Recently, I’ve been using a GL.iNet Beryl travel router for my home network. I purchased it for a road trip, then liked it well enough to continue using it as my primary home router.
I use its guest network feature for my IoT devices, to keep them segregated from my main LAN (I also use it as my only 2.4 GHz network, since I don’t really trust band steering). This works well enough, but comes at a cost: mDNS broadcasts from devices on the guest network don’t reach devices on the LAN. In particular, I have a Brother laser that I’d like to be able to use with AirPrint from the LAN.
I didn’t find much on the Internet on how to set this up, so I decided to write it up.

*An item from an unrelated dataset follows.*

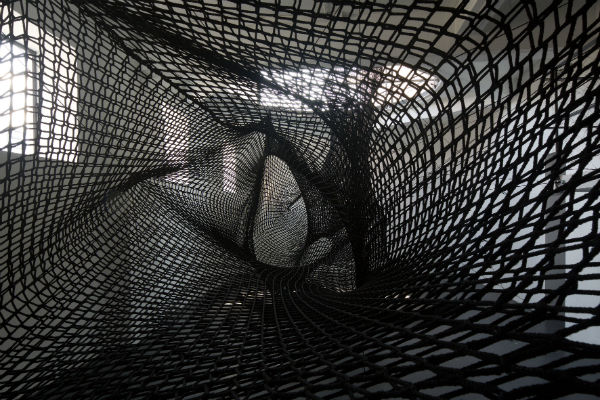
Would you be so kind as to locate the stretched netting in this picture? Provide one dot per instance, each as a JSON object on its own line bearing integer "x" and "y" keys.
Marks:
{"x": 299, "y": 199}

Step 1: Install avahi-dbus-daemon
Open the router admin interface. Navigate to Applications > Plug-ins. Search for and install avahi-dbus-daemon
(note there are many results for avahi
in the default repos, but you only need avahi-dbus-daemon
):
Step 2: Configure Avahi
SSH into the router (using username root
and the same password you use to sign into the web interface). Edit /etc/avahi/avahi-daemon.conf
. It should be pre-populated with some default settings. Find and change enable-reflector=no
to yes
. Finally, restart the daemon with /etc/init.d/avahi-daemon restart
Step 3: Test!
This was all I needed to get things working. Printing from my iPhone to an AirPrint printer on the guest network began working immediately.